His soft belly makes a great pillow on long flights. Six pack abs are overrated, if you ask me.

Room Service

There’s no better dinner than your husband showing up at the hotel room with paper bags.

Anonymity

My children hate having their photo taken so much that somebody would probably get arrested for assaulting the paparazzi.

Bicep Strength

I don’t think Bradley Cooper has the pack-animal experience required to shlep two car seats, three bags, a suitcase, a dropped sippy cup, a teddy bear, and a crying child through the airport at the same time.

7 on a scale of 10

When visiting destinations like Southern Utah or the Olympic Mountains, the most beautiful view shouldn’t be your companion.

Illegal Liquor

First-class champagne is overrated.
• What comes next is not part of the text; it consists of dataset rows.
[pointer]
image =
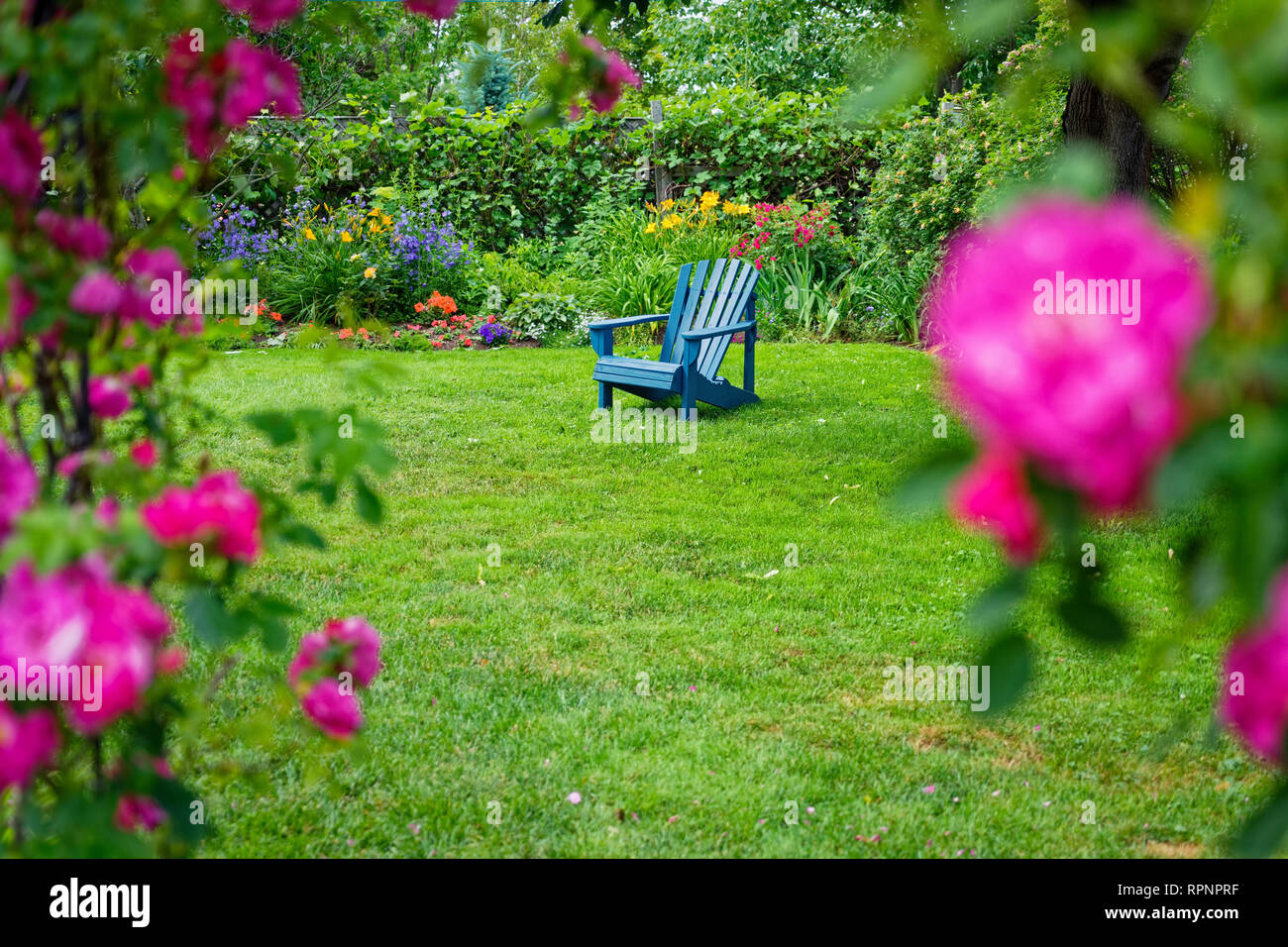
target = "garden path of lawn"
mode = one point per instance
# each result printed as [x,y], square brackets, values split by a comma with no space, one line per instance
[621,561]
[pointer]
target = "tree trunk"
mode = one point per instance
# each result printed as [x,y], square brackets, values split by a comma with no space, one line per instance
[1109,123]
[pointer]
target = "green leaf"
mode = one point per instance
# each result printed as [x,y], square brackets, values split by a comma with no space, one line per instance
[993,608]
[1010,664]
[366,501]
[210,620]
[1091,618]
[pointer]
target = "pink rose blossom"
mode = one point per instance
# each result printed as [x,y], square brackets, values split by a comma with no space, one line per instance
[21,155]
[171,660]
[222,90]
[43,618]
[436,9]
[136,812]
[1094,399]
[993,495]
[108,395]
[21,304]
[145,454]
[107,513]
[140,376]
[82,236]
[334,711]
[344,646]
[1258,711]
[218,509]
[609,73]
[125,659]
[27,742]
[97,294]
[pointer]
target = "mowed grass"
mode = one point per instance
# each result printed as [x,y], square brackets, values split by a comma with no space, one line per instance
[623,561]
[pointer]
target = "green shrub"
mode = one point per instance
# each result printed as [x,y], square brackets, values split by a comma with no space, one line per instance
[548,318]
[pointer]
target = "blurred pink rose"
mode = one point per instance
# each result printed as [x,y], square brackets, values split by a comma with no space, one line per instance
[993,495]
[344,644]
[82,236]
[43,618]
[334,711]
[610,75]
[108,395]
[1094,399]
[222,90]
[145,454]
[97,294]
[27,742]
[1256,703]
[136,812]
[218,509]
[22,303]
[21,155]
Alcohol tastes better when surreptitiously poured from a cheap mini bottle your husband thoughtfully hides in his carry-on and then dumps in to your free airline soda.

Whoopie

I doubt Bradley has mastered silent, invisible, under-the-covers foreplay the way my husband has after ten years (though I’d be willing to give him a chance). 

My Dream Minivan

Hollywood limos aren’t properly equipped for a multi-day family road trip. You need car seat anchors, DVD players with Disney DVDs, all-weather mats to contain the vomit, plenty of cargo space, a zillion cupholders, and possibly wine. All limos bring to the party is alcohol.

Relative Bliss 

The beaches of Costa Rica are so much more rewarding after you’ve survived hours of hell in economy to get there. 

He’s Already Learned His Lesson 

Finally, I feel like Bradley might judge the emotional overeating I do after I’ve landed at a new destination, the kids have all had their meltdowns, and I have jet lag. My husband knows better than that.